L'inventaire de la SFP - 800 millions de francs français
de CA, 1000 employés, 25 ateliers de décoration,
8 plateaux de tournage, 40 000 accessoires de théâtre
et 280 millions de perte - paraît vraiment hors de portée
pour le Genevois. Les qualités de son plan social et son
association
avec une filiale du groupe Havas lui vaudront pourtant la préférence
du gouvernement, au grand dam d'un autre candidat, Walter Butler,
financier proche d'Édouard Balladur.
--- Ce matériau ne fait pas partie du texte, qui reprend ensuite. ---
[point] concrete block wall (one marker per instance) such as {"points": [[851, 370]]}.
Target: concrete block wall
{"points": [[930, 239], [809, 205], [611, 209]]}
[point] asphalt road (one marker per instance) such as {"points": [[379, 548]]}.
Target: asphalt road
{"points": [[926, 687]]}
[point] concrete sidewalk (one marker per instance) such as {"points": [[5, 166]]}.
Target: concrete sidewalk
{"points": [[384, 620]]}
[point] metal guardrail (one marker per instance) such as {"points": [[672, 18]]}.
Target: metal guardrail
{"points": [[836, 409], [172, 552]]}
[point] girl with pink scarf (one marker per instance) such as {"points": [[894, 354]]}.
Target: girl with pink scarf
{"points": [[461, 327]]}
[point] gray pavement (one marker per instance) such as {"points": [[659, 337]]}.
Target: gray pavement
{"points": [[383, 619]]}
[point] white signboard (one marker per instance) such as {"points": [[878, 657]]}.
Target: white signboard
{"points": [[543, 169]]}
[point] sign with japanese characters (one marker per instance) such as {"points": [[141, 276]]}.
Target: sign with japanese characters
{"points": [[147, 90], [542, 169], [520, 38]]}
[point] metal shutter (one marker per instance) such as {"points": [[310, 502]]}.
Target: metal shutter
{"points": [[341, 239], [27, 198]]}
Jusqu'à ce
qu'un épais dossier, jetant le discrédit sur sa
solidité financière et sa probité, parvienne
opportunément à tous les journaux de la capitale.
Cette campagne de "révélations" fera
long feu. Mais Havas n'en choisira pas moins de changer de partenaire
dans cette affaire. Ce que voyant, Fabrice Giger a décidé
de traîner le lâcheur en justice, au motif qu'il
avait signé avec lui une clause de non-compétition.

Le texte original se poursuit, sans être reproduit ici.